当前位置：网站首页>Understanding of batchnorm2d() function in pytorch

Understanding of batchnorm2d() function in pytorch

2022-07-27 10:14:00 【Chen Zhuangshi's programming life】

List of articles

1. brief introduction

Machine learning , Before model training , The data need to be normalized , Make it uniformly distributed . In the process of deep neural network training , Usually a workout is a batch, Not all data . Every batch Having different distributions produces internal covarivate shift problem —— In the process of training , The data distribution will change , It brings difficulties to the learning of the next layer network .Batch Normalization Force the data back to the mean value of 0, The variance of 1 On the Zhengtai distribution of , On the one hand, it makes the data distribution consistent , On the other hand, avoid the disappearance of the gradient .

2. Calculation

As shown in the figure ：
Insert picture description here
Above is input data , Its shape=[5, 3, h, w]

Step1: Calculation Mean value under the same channel , As shown in the red block , Both represent the same channel
Insert picture description here
Step2: Calculation Variance under the same channel , As shown in the red block , Both represent the same channel

Step3： Normalize each data under the current channel

Among them x Represents a specific point , Such as x = X[0][0][0][0][0] This data point .
Step4: Add zoom and translation variables $\gamma$ and $\beta$ , The normalized value is
Insert picture description here
among , $\epsilon$ Is a set constant , The default is 1e^-5, Its function is to prevent the elimination of 0. $\gamma$ and $\beta$ These two parameters generally do not need our attention （ If , Parameters affine=true, We need to give ）.

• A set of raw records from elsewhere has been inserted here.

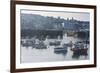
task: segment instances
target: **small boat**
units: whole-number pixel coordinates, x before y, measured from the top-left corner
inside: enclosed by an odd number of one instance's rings
[[[57,47],[57,48],[54,48],[54,53],[65,55],[67,54],[67,49],[63,47]]]
[[[60,45],[60,41],[50,42],[49,45],[50,46],[59,46]]]

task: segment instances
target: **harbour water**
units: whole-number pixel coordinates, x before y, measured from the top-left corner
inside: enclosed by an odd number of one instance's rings
[[[26,41],[26,39],[23,39]],[[49,45],[53,41],[61,41],[61,44],[58,46]],[[81,55],[78,57],[73,57],[72,47],[67,47],[64,50],[60,49],[55,51],[54,48],[61,47],[64,43],[72,43],[78,41],[84,41],[73,36],[63,35],[63,39],[46,39],[43,43],[46,45],[46,48],[35,48],[32,46],[22,46],[21,45],[21,63],[34,63],[34,62],[54,62],[54,61],[71,61],[71,60],[87,60],[89,59],[89,44],[87,44],[87,56]]]

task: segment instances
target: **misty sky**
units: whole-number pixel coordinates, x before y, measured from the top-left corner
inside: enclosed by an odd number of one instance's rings
[[[86,12],[67,12],[67,11],[39,11],[39,10],[21,10],[24,14],[38,14],[42,16],[52,16],[55,18],[61,17],[71,19],[72,17],[80,21],[90,21],[90,14]]]

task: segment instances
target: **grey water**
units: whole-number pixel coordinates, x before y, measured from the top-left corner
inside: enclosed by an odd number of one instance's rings
[[[66,36],[66,35],[65,35]],[[27,39],[23,39],[26,41]],[[55,40],[61,41],[59,46],[50,46],[49,42],[53,42]],[[55,51],[54,48],[62,46],[64,43],[69,43],[72,41],[73,43],[77,41],[83,41],[83,39],[75,38],[75,37],[64,37],[63,39],[46,39],[44,42],[47,45],[44,49],[37,49],[32,46],[22,46],[21,45],[21,63],[34,63],[34,62],[55,62],[55,61],[72,61],[72,60],[87,60],[89,59],[89,44],[87,56],[78,56],[73,57],[73,51],[71,51],[71,47],[67,47],[64,50]]]

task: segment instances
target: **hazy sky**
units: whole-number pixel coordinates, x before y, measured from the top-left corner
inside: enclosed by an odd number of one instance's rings
[[[90,14],[83,12],[67,12],[67,11],[39,11],[39,10],[21,10],[21,13],[25,14],[38,14],[42,16],[52,16],[52,17],[61,17],[64,19],[71,19],[72,17],[80,21],[89,21]]]

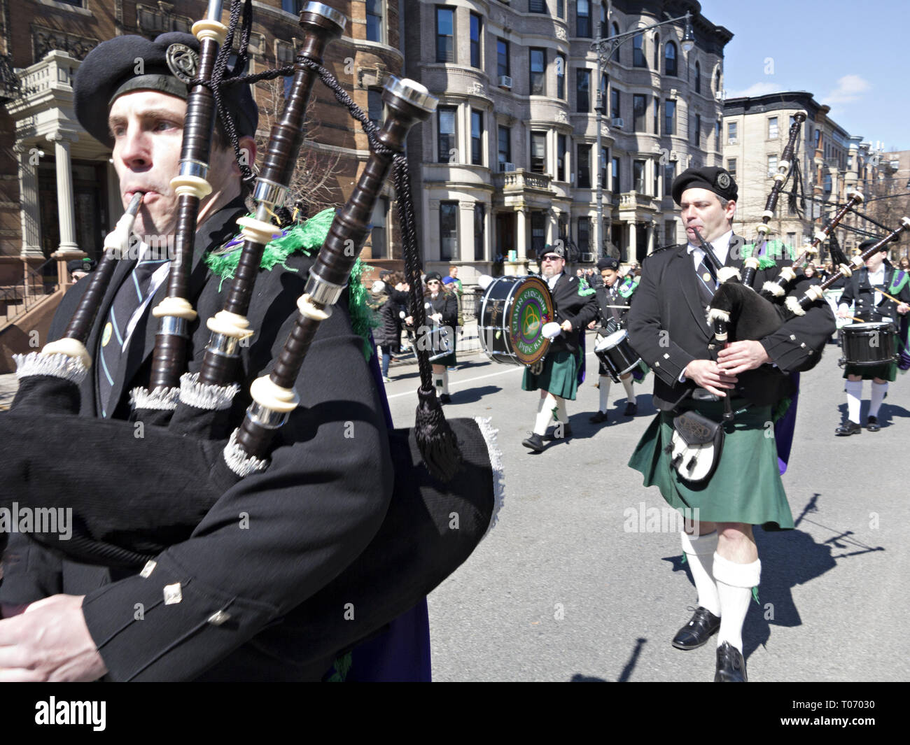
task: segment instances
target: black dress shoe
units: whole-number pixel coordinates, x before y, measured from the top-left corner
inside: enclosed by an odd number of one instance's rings
[[[714,673],[715,683],[745,683],[745,660],[743,652],[724,641],[717,648],[717,671]]]
[[[536,432],[531,432],[530,438],[521,440],[521,444],[535,453],[539,453],[543,449],[543,440],[541,439],[541,436]]]
[[[856,422],[852,422],[850,419],[847,419],[834,430],[834,434],[839,438],[845,438],[850,435],[858,435],[862,431],[863,428],[856,424]]]
[[[671,643],[677,649],[697,649],[720,628],[721,617],[699,606],[689,623],[676,632]]]
[[[551,442],[551,440],[554,439],[568,439],[569,438],[571,437],[571,425],[569,424],[568,422],[562,425],[562,431],[561,434],[560,434],[559,436],[557,436],[556,434],[557,429],[558,429],[557,427],[551,427],[549,429],[547,429],[547,434],[543,436],[543,438],[547,442]]]

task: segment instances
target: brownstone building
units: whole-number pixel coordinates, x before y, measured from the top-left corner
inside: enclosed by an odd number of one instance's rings
[[[255,0],[249,72],[293,62],[304,5]],[[403,67],[398,0],[325,5],[349,18],[342,38],[329,46],[326,66],[370,118],[381,119],[380,86]],[[96,257],[123,211],[109,150],[81,128],[73,112],[72,82],[81,61],[116,35],[188,32],[206,5],[204,0],[0,0],[0,287],[7,300],[29,275],[32,284],[40,282],[35,270],[46,283],[56,281],[54,261],[48,262],[55,252]],[[224,23],[229,6],[225,0]],[[283,86],[259,84],[257,100],[264,144],[270,119],[280,110]],[[350,195],[369,146],[360,125],[319,83],[308,118],[291,198],[308,202],[312,214]],[[364,251],[368,260],[399,256],[389,218],[393,193],[387,188]]]

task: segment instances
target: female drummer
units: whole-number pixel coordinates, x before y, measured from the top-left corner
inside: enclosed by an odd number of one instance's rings
[[[876,243],[875,238],[864,240],[859,245],[862,253]],[[885,244],[886,246],[886,244]],[[887,248],[873,254],[865,262],[865,267],[854,271],[846,280],[837,315],[842,318],[853,316],[864,323],[887,322],[894,327],[900,326],[899,347],[906,346],[906,320],[898,324],[898,316],[905,316],[910,310],[910,277],[906,272],[895,269],[885,261]],[[884,293],[900,300],[895,303]],[[850,312],[851,302],[855,303],[855,310]],[[870,337],[871,338],[871,337]],[[872,379],[872,394],[869,400],[869,418],[865,428],[870,432],[881,429],[878,424],[878,410],[888,392],[888,383],[897,377],[897,363],[894,359],[881,365],[851,365],[847,360],[844,377],[847,378],[844,388],[847,393],[847,420],[834,430],[838,437],[848,437],[863,431],[859,424],[859,410],[863,400],[863,381]]]
[[[428,318],[437,325],[448,329],[448,337],[451,351],[440,359],[433,360],[433,385],[440,403],[450,404],[449,396],[449,371],[446,367],[455,366],[455,331],[458,326],[458,297],[455,293],[446,289],[442,284],[442,277],[439,272],[430,272],[424,278],[426,289],[424,298],[430,307],[427,309]],[[434,335],[434,338],[440,338]],[[436,350],[434,350],[436,351]]]
[[[597,304],[601,311],[601,331],[598,336],[609,337],[624,327],[625,317],[629,312],[632,294],[638,288],[638,284],[631,277],[624,278],[620,277],[620,262],[612,257],[600,259],[597,262],[597,268],[603,279],[602,284],[598,283],[594,286],[597,290]],[[607,421],[607,408],[610,406],[610,383],[613,379],[613,376],[602,359],[600,365],[600,378],[597,385],[601,389],[601,402],[597,413],[589,419],[592,424],[601,424]],[[638,404],[632,390],[632,374],[628,372],[621,375],[620,381],[625,389],[627,402],[622,416],[634,417],[638,413]]]

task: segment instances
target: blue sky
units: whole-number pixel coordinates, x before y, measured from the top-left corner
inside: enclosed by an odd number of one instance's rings
[[[851,135],[910,150],[907,0],[701,0],[733,33],[724,49],[727,97],[804,90]]]

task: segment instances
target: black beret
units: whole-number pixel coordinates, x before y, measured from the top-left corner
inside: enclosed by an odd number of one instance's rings
[[[90,272],[96,264],[97,262],[94,258],[74,258],[72,261],[66,262],[66,271],[70,274],[73,272]]]
[[[116,36],[88,53],[76,74],[73,94],[76,117],[89,135],[108,147],[114,146],[107,115],[114,99],[125,93],[155,90],[187,98],[187,84],[174,75],[167,64],[167,49],[172,45],[199,51],[196,36],[173,31],[155,41],[143,36]],[[223,90],[238,135],[253,136],[259,111],[249,86],[241,83]]]
[[[863,253],[865,253],[866,249],[871,248],[873,246],[875,246],[880,240],[881,240],[881,238],[866,238],[864,241],[863,241],[856,247],[859,248],[859,252],[861,254],[863,254]],[[882,247],[879,248],[878,250],[879,251],[887,251],[888,250],[888,244],[887,243],[883,243],[882,244]]]
[[[673,201],[678,205],[686,189],[707,189],[722,199],[736,201],[739,192],[736,182],[724,168],[712,166],[707,168],[686,168],[673,180]]]

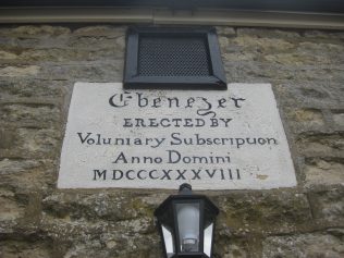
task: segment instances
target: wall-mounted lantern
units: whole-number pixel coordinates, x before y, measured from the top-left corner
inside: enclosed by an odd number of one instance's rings
[[[155,211],[167,258],[210,258],[219,209],[189,184],[169,196]]]

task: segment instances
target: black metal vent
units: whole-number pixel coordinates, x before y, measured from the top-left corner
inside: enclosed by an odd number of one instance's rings
[[[202,38],[142,37],[138,74],[142,76],[210,76],[209,52]]]
[[[226,89],[210,28],[130,28],[125,88]]]

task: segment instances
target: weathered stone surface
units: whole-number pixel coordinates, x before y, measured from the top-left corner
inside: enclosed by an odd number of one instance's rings
[[[2,102],[45,102],[48,98],[59,105],[63,97],[71,90],[73,83],[61,81],[45,81],[37,78],[0,78],[0,101]],[[26,100],[26,101],[25,101]]]
[[[122,82],[125,30],[0,28],[1,258],[162,257],[152,212],[174,192],[56,188],[73,85]],[[217,30],[229,83],[272,84],[299,185],[205,193],[220,208],[214,258],[343,257],[344,33]]]
[[[311,220],[306,196],[293,192],[231,194],[217,202],[220,224],[235,232],[288,232]]]
[[[333,121],[335,125],[344,130],[344,112],[334,113]]]
[[[4,105],[0,106],[0,120],[5,123],[52,125],[61,121],[59,108],[48,105]]]
[[[344,160],[325,160],[311,158],[306,160],[304,173],[306,185],[331,185],[343,184]]]
[[[22,77],[22,76],[35,76],[38,74],[40,67],[37,65],[28,65],[28,66],[7,66],[0,69],[0,76],[9,76],[9,77]]]
[[[29,241],[0,241],[1,258],[50,258],[51,246],[41,243],[32,243]]]
[[[71,29],[62,26],[50,25],[24,25],[14,28],[3,28],[0,35],[10,35],[13,37],[32,37],[32,36],[57,36],[70,34]]]
[[[343,225],[344,187],[312,191],[308,194],[315,219]]]
[[[296,142],[299,152],[309,156],[343,157],[344,135],[308,132],[298,135]]]
[[[340,258],[344,255],[343,235],[328,232],[292,236],[271,236],[263,241],[262,257]]]

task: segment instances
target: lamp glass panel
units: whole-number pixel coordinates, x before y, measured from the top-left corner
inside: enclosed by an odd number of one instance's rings
[[[176,204],[181,253],[199,251],[199,204]]]
[[[213,223],[209,224],[205,229],[204,253],[208,257],[210,257],[211,255],[212,231],[213,231]]]
[[[173,236],[170,230],[168,230],[164,225],[161,225],[162,230],[162,236],[163,236],[163,243],[164,248],[167,251],[168,258],[172,257],[174,255],[174,245],[173,245]]]

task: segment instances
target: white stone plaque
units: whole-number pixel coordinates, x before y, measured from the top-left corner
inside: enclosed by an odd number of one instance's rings
[[[269,84],[228,90],[74,86],[60,188],[266,189],[296,185]]]

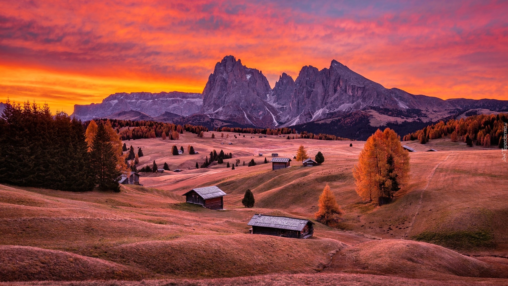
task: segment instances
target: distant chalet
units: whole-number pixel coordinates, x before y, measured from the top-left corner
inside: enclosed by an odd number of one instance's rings
[[[223,209],[224,203],[223,197],[227,194],[216,186],[193,188],[182,196],[186,197],[186,201],[191,204],[201,205],[210,209]]]
[[[247,224],[253,234],[274,235],[292,238],[307,238],[314,233],[314,223],[308,219],[255,214]]]
[[[129,172],[120,175],[120,177],[117,179],[117,180],[119,184],[124,185],[139,185],[139,174],[135,172]]]
[[[406,150],[409,151],[409,152],[416,152],[416,150],[415,150],[414,149],[411,148],[408,146],[404,145],[402,146],[402,148],[405,149]]]
[[[318,164],[318,162],[314,161],[310,158],[304,160],[303,164],[304,167],[312,167],[313,166],[318,166],[319,165]]]
[[[274,157],[272,158],[272,170],[278,170],[289,167],[289,158]]]

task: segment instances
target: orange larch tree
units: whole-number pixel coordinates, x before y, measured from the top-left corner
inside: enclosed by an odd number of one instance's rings
[[[409,171],[407,151],[391,129],[377,130],[369,137],[353,169],[356,192],[366,201],[389,202],[405,182]]]

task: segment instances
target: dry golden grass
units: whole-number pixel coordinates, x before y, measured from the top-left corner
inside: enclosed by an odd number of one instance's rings
[[[410,240],[373,240],[343,249],[327,271],[425,278],[442,275],[508,278],[508,267],[491,264],[434,244]]]

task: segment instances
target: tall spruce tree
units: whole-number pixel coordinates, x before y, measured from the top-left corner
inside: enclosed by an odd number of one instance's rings
[[[117,179],[121,173],[117,169],[115,150],[110,140],[104,124],[100,123],[92,143],[91,166],[101,189],[120,192]]]
[[[247,189],[245,194],[243,195],[243,199],[242,199],[242,204],[246,208],[251,208],[254,206],[254,194],[249,189]]]

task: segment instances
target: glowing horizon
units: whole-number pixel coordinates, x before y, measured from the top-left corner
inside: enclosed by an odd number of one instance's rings
[[[5,2],[0,102],[70,114],[115,92],[201,92],[230,54],[272,87],[335,59],[387,88],[506,100],[507,12],[496,1]]]

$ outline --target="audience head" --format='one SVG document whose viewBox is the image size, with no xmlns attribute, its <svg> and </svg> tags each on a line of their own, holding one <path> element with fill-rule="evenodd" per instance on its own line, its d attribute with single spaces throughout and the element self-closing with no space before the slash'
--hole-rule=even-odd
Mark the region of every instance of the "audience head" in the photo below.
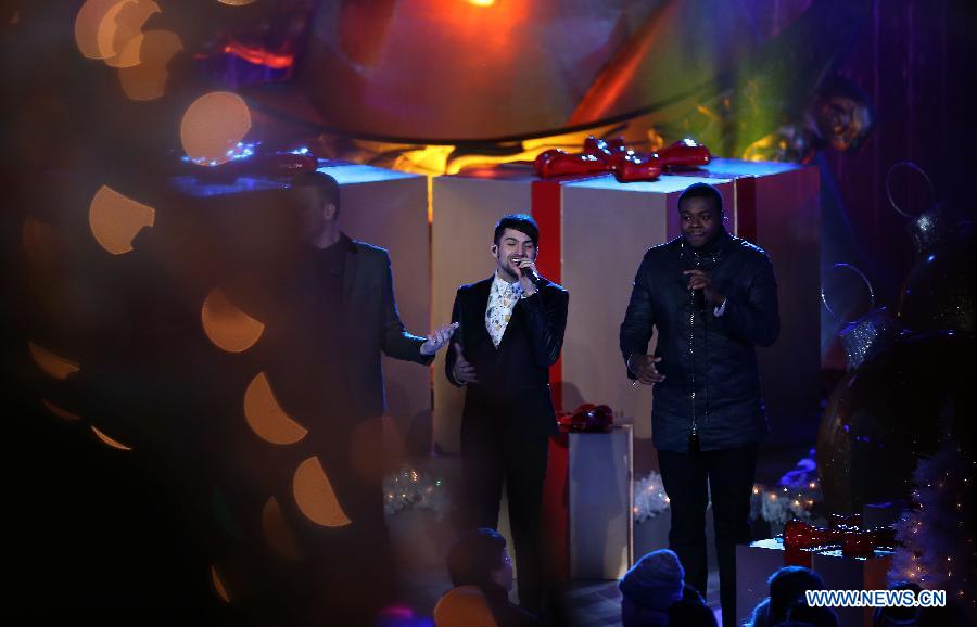
<svg viewBox="0 0 977 627">
<path fill-rule="evenodd" d="M 770 622 L 776 625 L 787 619 L 787 611 L 798 599 L 804 599 L 808 590 L 823 590 L 821 575 L 803 566 L 784 566 L 774 573 L 770 585 Z"/>
<path fill-rule="evenodd" d="M 684 579 L 678 555 L 668 549 L 638 560 L 618 584 L 624 627 L 667 625 L 669 607 L 682 600 Z"/>
<path fill-rule="evenodd" d="M 838 627 L 838 617 L 834 612 L 828 607 L 808 605 L 807 599 L 800 599 L 790 606 L 787 620 L 811 627 Z"/>
</svg>

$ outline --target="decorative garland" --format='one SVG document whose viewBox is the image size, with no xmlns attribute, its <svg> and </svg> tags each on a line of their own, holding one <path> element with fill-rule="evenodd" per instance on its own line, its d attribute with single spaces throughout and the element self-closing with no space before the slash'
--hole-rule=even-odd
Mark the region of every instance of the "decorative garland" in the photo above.
<svg viewBox="0 0 977 627">
<path fill-rule="evenodd" d="M 892 556 L 889 580 L 909 580 L 946 590 L 977 615 L 974 561 L 974 481 L 977 461 L 947 440 L 913 474 L 913 507 L 896 524 L 902 545 Z"/>
<path fill-rule="evenodd" d="M 813 508 L 821 502 L 817 483 L 817 464 L 811 457 L 802 458 L 794 470 L 781 477 L 779 485 L 766 489 L 753 486 L 750 498 L 750 520 L 762 519 L 775 526 L 783 526 L 791 519 L 810 522 Z M 634 482 L 634 522 L 654 519 L 669 509 L 669 497 L 661 483 L 661 475 L 652 472 Z"/>
<path fill-rule="evenodd" d="M 634 522 L 640 523 L 654 519 L 669 509 L 669 497 L 661 485 L 661 475 L 651 472 L 648 476 L 634 482 Z"/>
<path fill-rule="evenodd" d="M 402 465 L 383 478 L 383 512 L 392 516 L 404 510 L 432 510 L 437 520 L 451 509 L 444 482 L 427 472 Z"/>
</svg>

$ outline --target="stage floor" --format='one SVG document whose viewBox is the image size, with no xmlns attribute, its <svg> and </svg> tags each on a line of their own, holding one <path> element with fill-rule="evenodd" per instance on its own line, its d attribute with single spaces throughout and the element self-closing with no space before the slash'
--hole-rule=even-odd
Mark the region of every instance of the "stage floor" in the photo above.
<svg viewBox="0 0 977 627">
<path fill-rule="evenodd" d="M 761 451 L 757 464 L 757 482 L 775 485 L 784 473 L 808 455 L 809 449 L 810 447 L 791 447 Z M 406 458 L 404 463 L 418 472 L 439 476 L 449 488 L 458 485 L 460 459 L 456 456 L 411 457 Z M 436 515 L 429 511 L 393 514 L 388 517 L 388 525 L 394 550 L 399 558 L 404 598 L 417 616 L 430 617 L 437 599 L 452 587 L 444 566 L 444 555 L 452 541 L 451 525 L 446 519 L 439 521 Z M 515 601 L 516 590 L 511 597 Z M 713 609 L 716 620 L 721 623 L 719 571 L 716 564 L 712 562 L 709 564 L 706 602 Z M 579 627 L 621 624 L 621 593 L 617 588 L 617 581 L 613 580 L 570 581 L 567 589 L 567 606 L 576 618 Z M 750 610 L 752 609 L 745 609 L 740 613 Z"/>
</svg>

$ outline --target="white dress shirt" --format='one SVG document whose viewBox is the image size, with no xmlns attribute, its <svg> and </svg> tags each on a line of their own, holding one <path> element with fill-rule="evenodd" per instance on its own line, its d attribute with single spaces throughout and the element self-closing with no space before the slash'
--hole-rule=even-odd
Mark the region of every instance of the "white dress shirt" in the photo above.
<svg viewBox="0 0 977 627">
<path fill-rule="evenodd" d="M 485 329 L 496 348 L 506 333 L 516 303 L 524 297 L 525 292 L 519 281 L 515 283 L 504 281 L 498 277 L 498 270 L 495 271 L 495 279 L 488 292 L 488 307 L 485 309 Z"/>
</svg>

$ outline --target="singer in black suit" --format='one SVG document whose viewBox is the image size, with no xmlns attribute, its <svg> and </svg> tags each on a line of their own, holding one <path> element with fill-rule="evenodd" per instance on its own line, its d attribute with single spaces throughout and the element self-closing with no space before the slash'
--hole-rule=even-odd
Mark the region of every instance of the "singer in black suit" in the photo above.
<svg viewBox="0 0 977 627">
<path fill-rule="evenodd" d="M 669 547 L 706 594 L 711 490 L 723 625 L 735 625 L 734 555 L 750 539 L 757 447 L 766 434 L 756 346 L 779 333 L 766 254 L 723 228 L 723 199 L 695 183 L 678 199 L 682 236 L 650 248 L 621 324 L 627 375 L 655 385 L 651 433 L 669 495 Z M 646 355 L 652 329 L 655 355 Z"/>
<path fill-rule="evenodd" d="M 490 247 L 493 276 L 455 296 L 445 374 L 466 387 L 461 419 L 465 528 L 498 525 L 503 482 L 516 549 L 519 602 L 543 598 L 541 514 L 549 436 L 557 432 L 549 367 L 560 355 L 569 294 L 536 274 L 540 229 L 526 215 L 504 217 Z"/>
</svg>

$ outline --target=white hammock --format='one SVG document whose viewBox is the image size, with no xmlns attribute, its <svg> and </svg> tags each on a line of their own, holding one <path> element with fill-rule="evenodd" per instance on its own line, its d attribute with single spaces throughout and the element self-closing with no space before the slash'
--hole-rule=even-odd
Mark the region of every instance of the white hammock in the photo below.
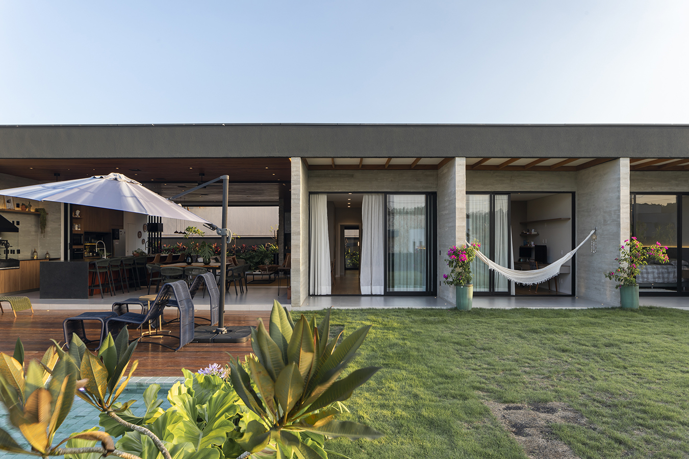
<svg viewBox="0 0 689 459">
<path fill-rule="evenodd" d="M 551 263 L 545 268 L 542 268 L 540 269 L 533 269 L 530 271 L 519 271 L 515 269 L 509 269 L 508 268 L 505 268 L 504 266 L 501 266 L 495 261 L 489 259 L 486 255 L 483 255 L 480 252 L 476 253 L 476 257 L 482 261 L 487 264 L 489 269 L 492 269 L 493 271 L 500 273 L 507 279 L 514 281 L 515 282 L 518 282 L 519 284 L 524 284 L 526 285 L 531 286 L 547 281 L 548 279 L 552 279 L 559 274 L 560 267 L 566 261 L 571 259 L 572 257 L 574 256 L 575 253 L 584 245 L 584 242 L 588 240 L 588 238 L 590 237 L 591 235 L 595 233 L 595 231 L 596 230 L 594 229 L 593 231 L 589 233 L 588 235 L 586 236 L 586 239 L 582 241 L 580 244 L 577 246 L 577 247 L 571 252 L 568 252 L 564 257 L 560 258 L 557 261 Z"/>
</svg>

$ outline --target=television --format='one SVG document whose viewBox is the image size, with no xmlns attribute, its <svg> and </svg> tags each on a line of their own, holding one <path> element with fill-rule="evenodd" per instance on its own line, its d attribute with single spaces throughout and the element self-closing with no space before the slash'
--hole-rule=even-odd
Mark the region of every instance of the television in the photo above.
<svg viewBox="0 0 689 459">
<path fill-rule="evenodd" d="M 533 259 L 537 263 L 548 263 L 548 246 L 536 246 L 533 250 Z"/>
</svg>

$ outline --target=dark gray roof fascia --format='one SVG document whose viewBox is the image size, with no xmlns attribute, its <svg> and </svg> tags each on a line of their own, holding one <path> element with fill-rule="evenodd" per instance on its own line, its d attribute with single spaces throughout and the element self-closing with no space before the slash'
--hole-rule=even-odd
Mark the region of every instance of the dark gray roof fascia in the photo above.
<svg viewBox="0 0 689 459">
<path fill-rule="evenodd" d="M 687 125 L 0 126 L 0 158 L 686 158 Z"/>
</svg>

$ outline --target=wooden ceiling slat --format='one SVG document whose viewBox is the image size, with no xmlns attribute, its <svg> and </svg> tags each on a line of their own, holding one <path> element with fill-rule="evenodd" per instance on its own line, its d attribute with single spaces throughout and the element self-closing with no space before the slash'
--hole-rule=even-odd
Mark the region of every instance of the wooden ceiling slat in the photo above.
<svg viewBox="0 0 689 459">
<path fill-rule="evenodd" d="M 526 166 L 524 166 L 524 168 L 525 169 L 531 169 L 531 167 L 533 167 L 534 166 L 537 166 L 538 164 L 541 164 L 542 162 L 547 161 L 549 159 L 551 159 L 551 158 L 538 158 L 537 160 L 536 160 L 535 161 L 531 161 L 528 164 L 526 164 Z"/>
<path fill-rule="evenodd" d="M 504 167 L 506 167 L 507 166 L 509 166 L 513 162 L 516 162 L 517 161 L 519 161 L 520 159 L 522 159 L 522 158 L 513 158 L 508 159 L 506 161 L 504 161 L 502 163 L 500 163 L 500 164 L 498 164 L 497 165 L 497 169 L 502 169 Z"/>
<path fill-rule="evenodd" d="M 558 167 L 562 167 L 562 166 L 566 166 L 570 162 L 574 162 L 575 161 L 576 161 L 577 160 L 580 160 L 580 159 L 582 159 L 582 158 L 570 158 L 566 159 L 566 160 L 565 160 L 564 161 L 560 161 L 559 162 L 556 162 L 555 164 L 554 164 L 552 166 L 551 166 L 551 169 L 556 169 Z"/>
</svg>

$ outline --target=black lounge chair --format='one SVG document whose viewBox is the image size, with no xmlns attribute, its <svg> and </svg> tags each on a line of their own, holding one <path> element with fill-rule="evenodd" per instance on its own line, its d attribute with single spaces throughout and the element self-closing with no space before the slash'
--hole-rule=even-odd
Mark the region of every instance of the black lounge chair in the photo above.
<svg viewBox="0 0 689 459">
<path fill-rule="evenodd" d="M 158 321 L 162 320 L 163 310 L 171 301 L 179 308 L 179 336 L 172 334 L 166 336 L 179 339 L 179 345 L 177 348 L 172 348 L 157 341 L 140 342 L 158 344 L 175 351 L 179 350 L 194 339 L 194 303 L 192 301 L 187 284 L 184 281 L 169 282 L 163 286 L 158 297 L 151 303 L 148 311 L 145 313 L 137 314 L 129 312 L 130 304 L 137 304 L 145 308 L 141 302 L 127 301 L 113 304 L 112 310 L 117 313 L 118 316 L 107 320 L 105 334 L 112 332 L 113 337 L 115 337 L 127 325 L 135 325 L 136 328 L 143 329 L 146 324 L 156 323 Z"/>
</svg>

3. Pytorch Medium nn.BatchNorm2d() Function interpretation

It mainly requires input 4 Parameters ：
（1）num_features： The input data is shape It's usually [batch_size, channel, height, width], num_features Among them channel;
（2）eps: A value added to the denominator , The purpose is to calculate the stability of , Default ：1e-5;
（3）momentum: An estimation parameter for the mean and variance in the operation process , The default value is 0.1.
Insert picture description here
（4）affine： When set to true when , Given the coefficient matrix that can be learned $\gamma$ and $\beta$

4. Code example ：

import torch

data = torch.ones(size=(2, 2, 3, 4))
data[0][0][0][0] = 25
print("data = ", data)

print("\n")

print("========================= Use encapsulated BatchNorm2d() Calculation ================================")
BN = torch.nn.BatchNorm2d(num_features=2, eps=0, momentum=0)
BN_data = BN(data)
print("BN_data = ", BN_data)

print("\n")

print("========================= Calculate by yourself ================================")
x = torch.cat((data[0][0], data[1][0]), dim=1)      # 1. Splice the same channel （ That is, treat the same channel as a whole ）
x_mean = torch.Tensor.mean(x)                       # 2. Calculate the average value of ownership of the same channel （ That is, the mean value after splicing ）
x_var = torch.Tensor.var(x, False)                  # 3. Calculate the variance of ownership of the same channel （ That is, the variance after splicing ）

# 4. Use the first number to find BatchNorm After the value of 
bn_first = ((data[0][0][0][0] - x_mean) / ( torch.pow(x_var, 0.5))) * BN.weight[0] + BN.bias[0]
print("bn_first = ", bn_first)

Running results ：
（1） The original data
Insert picture description here
（2） Use BatchNorm() function

Insert picture description here
（3） Calculate the normalized value of the batch by yourself

The data of the two boxes marked red in the figure are completely equal , End of the flower ！！！